V/Line runs matchday services between South Geelong and Spencer Street hourly. Simonds Stadium is a short walk from South Geelong station.
Contact V/Line for further details on train timetables to and from Simonds Stadium or visit www.victrip.com.au.
Where to eat & drink
Simonds Stadium has a number of function rooms available to patrons on match days, including the Alex Popescu Room, Pivots Room, Black Cats and Executive Suites. For further corporate options or details please call 03 5225 2315.
Click here to view Simonds Stadium Seating Maps
From those early days when the Club was founded in 1859 various venues were used around the Geelong area for playing football. The local clubs ready to participate in this new manly game of football and eager to take on the Geelong Football Club. They included Kardinia, Barwon, Corio and the West End Football Clubs.
Games were played on "Church Hill" in the vicinity of Gheringhap, Moorabool, Ryrie and McKillop Streeets. As a result of another meeting during 1860, held at the British Hotel, Corio Street, a game was arranged against a Melbourne Districts team. The game was played on a paddock between the Argyle Hotel and Pakington Street. A.M.Mason was the Geelong captain. The game consisted of a 25-a-side and ended in a scoreless draw after three hours of play.
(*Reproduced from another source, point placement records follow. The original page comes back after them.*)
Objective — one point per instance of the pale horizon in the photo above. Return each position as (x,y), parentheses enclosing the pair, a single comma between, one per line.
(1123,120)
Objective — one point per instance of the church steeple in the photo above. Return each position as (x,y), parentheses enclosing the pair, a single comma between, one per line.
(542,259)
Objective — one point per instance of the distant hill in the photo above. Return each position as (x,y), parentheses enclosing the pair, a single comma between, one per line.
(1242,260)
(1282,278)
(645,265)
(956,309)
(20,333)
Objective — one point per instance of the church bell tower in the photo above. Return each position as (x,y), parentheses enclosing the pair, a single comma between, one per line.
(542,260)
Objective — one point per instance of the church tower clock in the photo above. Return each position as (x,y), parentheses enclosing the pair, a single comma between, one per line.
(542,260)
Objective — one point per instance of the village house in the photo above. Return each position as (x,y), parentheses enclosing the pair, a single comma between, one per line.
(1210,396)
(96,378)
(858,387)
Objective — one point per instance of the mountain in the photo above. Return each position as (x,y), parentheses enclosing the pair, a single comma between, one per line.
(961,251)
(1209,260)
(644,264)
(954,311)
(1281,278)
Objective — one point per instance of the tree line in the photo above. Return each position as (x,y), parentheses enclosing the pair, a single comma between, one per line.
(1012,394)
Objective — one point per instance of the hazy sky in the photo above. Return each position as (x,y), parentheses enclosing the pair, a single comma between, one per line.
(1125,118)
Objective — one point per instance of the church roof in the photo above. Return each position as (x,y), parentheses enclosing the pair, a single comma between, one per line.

One eyewitness to this game highlighted the early trend to violence in our national game. The critic from the Advertiser quoted:
"There is one very objectionable feature in their play, which I hope that they will get rid of next season.
"I allude to that of charging with their arms straight out in front and their fists closed as if they are going to participate in a free fight".
Although there was a difference in the skill level of the local clubs compared to Geelong and the Melbourne clubs, it is recorded, for example that Kardinia scored a three goal victory over Essendon in 1874.
The Argyle ground was to be the Club's home ground for some years before it came to an abrupt end in 1878 when the ground's owner, Silas Harding received a bill for unpaid rates, which the club had forgotten to pay. Harding was so angry, he ploughed up the field and cut down the goal posts. As a result the club moved to East Geelong in the Eastern Park to a picturesque site known as Corio Oval, a matter of a few kicks of the football from Corio Bay.
A pleasurable characteristic was that the supporters were able to position their horses and buggies on the embankment in teh outer and watch the game in comfort. In 1877, Geelong joined the Victorian Association as a Foundation Member, it was known as "The Seagulls" for years in 1877, became better known as the "Pivotoinians", because Geelong was the pivot point for all railway and shipping for Ballarat and western district merchandise.
The Club for the next few years was of nearly complete domination as from 1878 Geelong won seven VFA premierships in nine years. Corio Oval was to be tehe headquarters for the Geelong Football Club until 1940 when the ground was taken over for military training. It was then a case of move again, this time to Kardinia Park in Moorabool Street. It is of interest that the name "Kardinia" is an Aboriginal word meaning 'sunrise'.
Since then the ground has played host to the Cats’ most successful eras with six successive top four finishes between 1951 and 56, including premierships in 1951 and 52 as well as four grand final appearances between 1989 and 1995.
Located 75 kilometres south-west of Melbourne but only a kilometre from the Geelong city centre, Simonds Stadium is a modern stadium but one which still gives fans an old-fashioned footy experience with its relaxed atmosphere and standing room terraces.
With a capacity of about 27,000, the Cats regularly play in front of full houses and visiting teams are always relieved if they can leave Geelong with the four points in their keeping.
Right from the very first game the ground hosted in 1941, there has always been drama aplenty in matches at Geelong.
That first ever game was won by the Cats by just two points after St Kilda failed to score with a kick after the final siren.
Twenty-six years later the Cats would win their first home game of the season in similar circumstances when a shot for goal by Bill Ryan after the final siren gave them victory over Collingwood.
Throughout the 1980’s, Geelong home crowds used to rise as one to the incredible marking and goalkicking feats of Gary Ablett while modern-day fans will not forget last year’s emotional farewell to club champion Garry Hocking in the final home game of 2001.
Formerly known as Kardinia Park, Shell Stadium, Baytec Stadium and Skilled Stadium, Simonds Stadium has been Geelong’s home ground for the past 60 years.